1. Ronnie - July 25, 2013

Very nice!Looks like a nice little trail up to Parton?

Jenny - July 25, 2013

The great thing is it isn’t covered up with vegetation like the route we did a couple years ago down from the saddle on the ridge. I looked up at that, and it seemed like a jungle. But what I don’t know is how high up it starts.

2. masterbias - July 26, 2013

An absolute JUNGLE! (Rainforest). The Rockies are SO different. I’m surprised you could find a place to walk. 🙂

Jenny - July 26, 2013

Thanks for visiting. I’ve hiked in the Rockies on occasion, in Colorado and Montana. Done some Fourteeners (in San Juans, Sangre de Cristos, Front Range, Sawatch—reader of Gerry Roach—“consider your future”). I love the clear dry environment of the west, but the Smokies will always be my first love. And I will say that bushwhacking in the Smokies is probably more challenging than in the Rockies. Including steep rock (try Charlies Bunion or the Jumpoff from the bottom). But they’re all good.

3. seth - July 28, 2013

I like being disreputable. Makes me feel special

Jenny - July 28, 2013

You are highly disreputable, Seth.

seth - July 29, 2013

Although I do prefer infamous.

Jenny - July 29, 2013

🙂

4. Al - July 31, 2013

beautiful pictures, beautiful place. I had to climb a small pine once to gain the Myrtle Point ledge from that approach up Styx.

Jenny - July 31, 2013

Thanks, Al. Yes, I ran into a couple of Anakeesta bluffs at the top!

5. Jeff - July 31, 2013

What you’re doing must be extremely strenuous. What is your workout regimen?

Jenny - August 1, 2013

Styx is strenuous and gets quite steep, but it’s shorter than the approaches to LeConte from the Greenbrier side, so I don’t think of it as the ultimate challenge. My workout regimen is mainly doing short but steep trail hikes in the Plott Balsams, near where I live in Sylva NC. I try to do certain amounts of elevation gain as fast as I can. I also do yoga, pushups, situps, and free weights standing on one leg on a wobble board.
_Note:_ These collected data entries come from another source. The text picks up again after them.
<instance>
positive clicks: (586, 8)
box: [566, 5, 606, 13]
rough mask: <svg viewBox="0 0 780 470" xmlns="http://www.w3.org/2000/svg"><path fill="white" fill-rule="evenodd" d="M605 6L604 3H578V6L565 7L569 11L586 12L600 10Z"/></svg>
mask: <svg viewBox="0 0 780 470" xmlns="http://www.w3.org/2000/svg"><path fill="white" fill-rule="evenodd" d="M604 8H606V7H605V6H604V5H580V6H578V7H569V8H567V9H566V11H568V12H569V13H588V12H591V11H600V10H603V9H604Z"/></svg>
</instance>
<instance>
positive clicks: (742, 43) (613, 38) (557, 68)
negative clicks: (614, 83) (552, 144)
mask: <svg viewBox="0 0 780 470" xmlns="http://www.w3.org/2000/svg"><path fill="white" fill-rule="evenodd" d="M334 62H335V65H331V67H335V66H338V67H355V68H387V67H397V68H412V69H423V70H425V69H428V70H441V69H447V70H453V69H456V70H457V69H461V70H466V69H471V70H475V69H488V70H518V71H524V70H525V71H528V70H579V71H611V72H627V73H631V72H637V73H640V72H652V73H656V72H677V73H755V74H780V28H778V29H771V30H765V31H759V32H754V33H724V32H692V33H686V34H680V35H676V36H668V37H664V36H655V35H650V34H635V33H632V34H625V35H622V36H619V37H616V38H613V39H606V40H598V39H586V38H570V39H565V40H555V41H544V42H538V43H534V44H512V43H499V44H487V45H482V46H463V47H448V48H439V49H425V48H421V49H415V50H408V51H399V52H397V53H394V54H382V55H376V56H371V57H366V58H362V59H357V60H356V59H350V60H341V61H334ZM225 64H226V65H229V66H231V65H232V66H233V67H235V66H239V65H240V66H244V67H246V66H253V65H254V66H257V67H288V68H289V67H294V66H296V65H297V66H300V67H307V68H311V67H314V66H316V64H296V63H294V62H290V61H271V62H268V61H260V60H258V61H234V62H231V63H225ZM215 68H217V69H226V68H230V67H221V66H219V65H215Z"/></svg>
6. Elizabeth - August 1, 2013

Beautiful! I haven’t been up Styx branch, but I want to someday….
I’ve seen some “blankets” of dodder like your pictures show along the crest, near the junction of the AT and sweat heifer, I think, and also out to the east of Newfound Gap (maybe near Mt. Collins?).

Elizabeth - August 1, 2013

I saw dodder in past years in the places I mentioned in the above post- I can’t remember which years, though. Probably sometime in the past five years?

Jenny - August 1, 2013

Thanks for your input, Elizabeth. I know I’ve seen dodder in the Smokies before, but it seems as though this year it has become much more dominant. This is one of those subjective impressions that is hard to back up. I think you’d have to go to the same spot at several points over the years and photograph the vegetation to come up with something definitive.